(159) Cross-disease single-cell surface protein atlas reveals shared and disease-specific immune phenotypes across 2,000 donors and 40+ immune conditions
PhD Researcher Université de Bretagne Occidentale, United States
Introduction/Rationale: Large-scale single-cell RNA sequencing has revealed blood cell diversity and disease-related changes, but these insights rarely translate into clinical biomarkers. Surface protein expression, by contrast, is easily measured and clinically applied, bridging transcripts and functional phenotypes. By mapping the surface proteome across diverse pathologies, we aim to identify disease-associated cell populations, enable their functional study, and support the development of clinically relevant diagnostic tools.
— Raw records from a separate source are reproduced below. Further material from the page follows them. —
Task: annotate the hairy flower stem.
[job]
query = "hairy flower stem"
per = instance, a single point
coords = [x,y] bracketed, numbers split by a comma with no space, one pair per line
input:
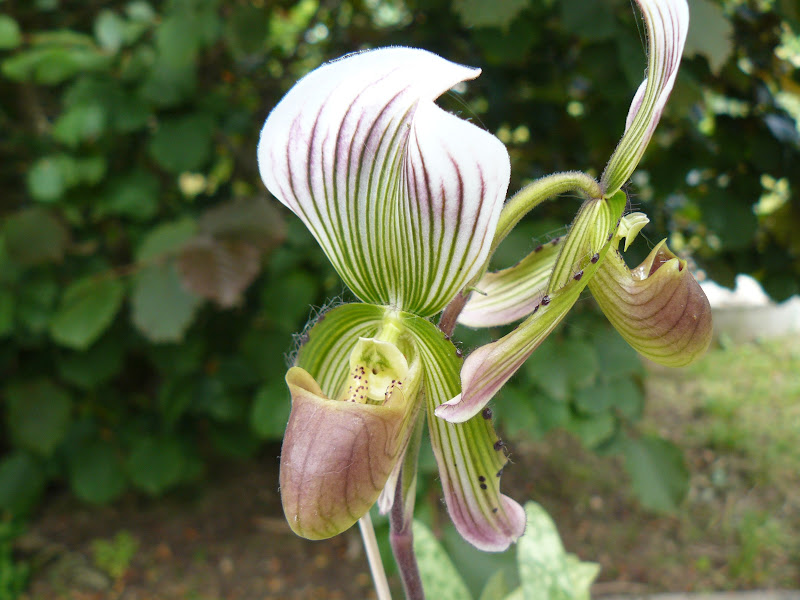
[537,192]
[401,538]
[374,558]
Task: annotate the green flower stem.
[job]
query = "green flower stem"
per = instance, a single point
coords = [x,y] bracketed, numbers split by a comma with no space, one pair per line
[402,540]
[374,558]
[449,318]
[537,192]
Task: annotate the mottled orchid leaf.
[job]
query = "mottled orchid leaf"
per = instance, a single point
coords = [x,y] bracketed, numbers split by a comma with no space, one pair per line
[344,439]
[402,196]
[510,294]
[666,23]
[470,455]
[658,307]
[489,367]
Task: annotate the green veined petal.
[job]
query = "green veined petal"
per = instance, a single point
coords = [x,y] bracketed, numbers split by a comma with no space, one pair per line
[489,367]
[667,23]
[659,308]
[402,196]
[342,443]
[469,455]
[508,295]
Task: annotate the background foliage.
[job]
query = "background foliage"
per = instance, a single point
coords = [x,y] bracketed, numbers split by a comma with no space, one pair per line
[149,288]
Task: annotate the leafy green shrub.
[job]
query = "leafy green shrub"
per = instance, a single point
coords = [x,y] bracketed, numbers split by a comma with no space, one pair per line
[148,291]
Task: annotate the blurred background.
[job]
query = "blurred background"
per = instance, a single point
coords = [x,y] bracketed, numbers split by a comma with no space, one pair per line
[150,288]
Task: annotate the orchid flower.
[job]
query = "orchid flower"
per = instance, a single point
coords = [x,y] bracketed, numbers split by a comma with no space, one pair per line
[407,202]
[404,199]
[658,307]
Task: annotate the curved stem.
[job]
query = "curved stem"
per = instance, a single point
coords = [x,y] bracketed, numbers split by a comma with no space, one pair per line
[537,192]
[402,540]
[374,558]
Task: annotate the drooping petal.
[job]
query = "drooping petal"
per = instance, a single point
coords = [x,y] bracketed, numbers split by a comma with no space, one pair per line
[402,196]
[489,367]
[508,295]
[658,307]
[667,23]
[344,440]
[470,456]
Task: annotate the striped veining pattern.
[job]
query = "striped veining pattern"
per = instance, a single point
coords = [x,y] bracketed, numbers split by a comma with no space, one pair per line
[402,196]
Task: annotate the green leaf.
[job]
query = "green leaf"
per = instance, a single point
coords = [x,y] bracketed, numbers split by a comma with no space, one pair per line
[439,577]
[35,236]
[246,29]
[621,393]
[547,572]
[658,472]
[87,308]
[38,414]
[270,410]
[161,308]
[36,301]
[79,123]
[499,13]
[711,34]
[6,313]
[10,35]
[46,180]
[156,464]
[287,300]
[109,29]
[166,238]
[183,143]
[593,21]
[497,587]
[593,430]
[22,481]
[560,366]
[96,473]
[134,195]
[94,366]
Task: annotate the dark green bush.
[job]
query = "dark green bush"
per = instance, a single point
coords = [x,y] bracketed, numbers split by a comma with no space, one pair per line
[149,287]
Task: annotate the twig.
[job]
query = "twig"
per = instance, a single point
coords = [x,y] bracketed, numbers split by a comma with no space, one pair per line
[402,540]
[374,558]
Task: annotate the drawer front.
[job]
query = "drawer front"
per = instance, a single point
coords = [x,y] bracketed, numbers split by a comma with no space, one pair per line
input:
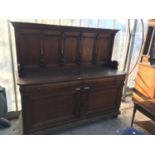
[54,88]
[105,82]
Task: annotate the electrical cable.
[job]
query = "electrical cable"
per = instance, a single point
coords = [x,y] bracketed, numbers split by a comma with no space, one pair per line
[128,47]
[141,49]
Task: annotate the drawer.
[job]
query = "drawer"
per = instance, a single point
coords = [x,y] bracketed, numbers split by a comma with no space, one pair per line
[51,88]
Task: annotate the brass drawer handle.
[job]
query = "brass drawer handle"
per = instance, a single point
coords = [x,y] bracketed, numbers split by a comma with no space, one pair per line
[86,88]
[77,89]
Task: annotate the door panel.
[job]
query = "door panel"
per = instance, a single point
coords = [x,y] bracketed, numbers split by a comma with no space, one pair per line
[51,108]
[99,96]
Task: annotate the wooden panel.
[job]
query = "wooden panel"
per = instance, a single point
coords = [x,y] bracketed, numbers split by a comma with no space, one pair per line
[104,46]
[87,49]
[49,105]
[30,48]
[101,99]
[70,50]
[51,48]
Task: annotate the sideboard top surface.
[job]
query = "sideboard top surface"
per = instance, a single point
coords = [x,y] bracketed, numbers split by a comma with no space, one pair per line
[63,74]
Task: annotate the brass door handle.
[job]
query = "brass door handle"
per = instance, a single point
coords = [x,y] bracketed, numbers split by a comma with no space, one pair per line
[77,89]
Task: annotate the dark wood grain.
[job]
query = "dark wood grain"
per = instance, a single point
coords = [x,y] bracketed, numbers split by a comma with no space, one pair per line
[66,75]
Methods: We generated combined scRNAseq and CITEseq from analyzed XX million peripheral blood mononuclear cells and combined this with external datasets to generate a combined dataset from 40 conditions including ,immune phenotypes in health, infection, autoimmunity, and checkpoint-related toxicity.
Results: Cross-disease integration revealed both conserved and context-specific remodeling of the immune proteome. Canonical lineage markers (CD4, CD8, CD19, CD14, CD56) remained stable, while activation and regulatory markers showed condition-specific modulation. Autoimmune and checkpoint-related conditions converged on shared signatures of peripheral activation and exhaustion, whereas infectious diseases showed transient effector upregulation. Protein–transcript decoupling highlighted post-transcriptional regulation as a key source of immune heterogeneity.
Conclusion: Large-scale CITE-seq integration reveals conserved immune phenotypes and distinct protein remodeling across disease contexts. These data establish a cross-disease immune reference linking surface markers to transcriptional states and support biomarker discovery and therapeutic stratification across immune-mediated disorders.